Trade/Device Name: DuraPro™ Oscillating System Regulation Number: 21 CFR 882.4560 Regulation Name: Stereotaxic Instrument Regulatory Class: Class II Product Code: OLO Dated: February 29, 2024 Received: February 29, 2024

Dear Jennifer Antonacci:

We have reviewed your section 510(k) premarket notification of intent to market the device referenced above and have determined the device is substantially equivalent (for the indications for use stated in the enclosure) to legally marketed predicate devices marketed in interstate commerce prior to May 28, 1976, the enactment date of the Medical Device Amendments, or to devices that have been reclassified in accordance with the provisions of the Federal Food, Drug, and Cosmetic Act (the Act) that do not require approval of a premarket approval application (PMA). You may, therefore, market the device, subject to the general controls provisions of the Act. Although this letter refers to your product as a device, please be aware that some cleared products may instead be combination products. The 510(k) Premarket Notification Database available at https://www.accessdata.fda.gov/scripts/cdrh/cfdocs/cfpmn/pmn.cfm identifies combination product submissions. The general controls provisions of the Act include requirements for annual registration. listing of devices, good manufacturing practice, labeling, and prohibitions against misbranding and adulteration. Please note: CDRH does not evaluate information related to contract liability warranties.
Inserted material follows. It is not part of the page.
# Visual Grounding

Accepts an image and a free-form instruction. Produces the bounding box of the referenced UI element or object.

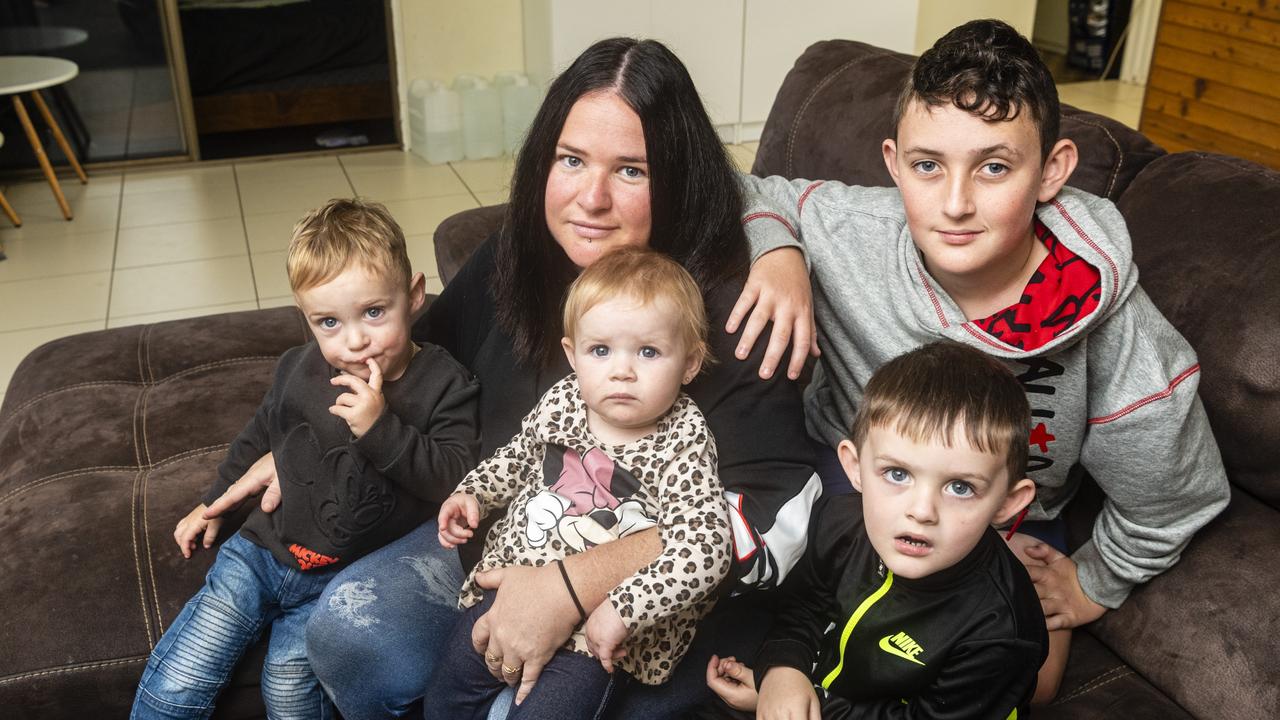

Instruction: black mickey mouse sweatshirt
[205,342,480,570]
We remind you, however, that device labeling must be truthful and not misleading.

If your device is classified (see above) into either class II (Special Controls) or class III (PMA), it may be subject to additional controls. Existing major regulations affecting your device can be found in the Code of Federal Regulations, Title 21, Parts 800 to 898. In addition, FDA may publish further announcements concerning your device in the Federal Register.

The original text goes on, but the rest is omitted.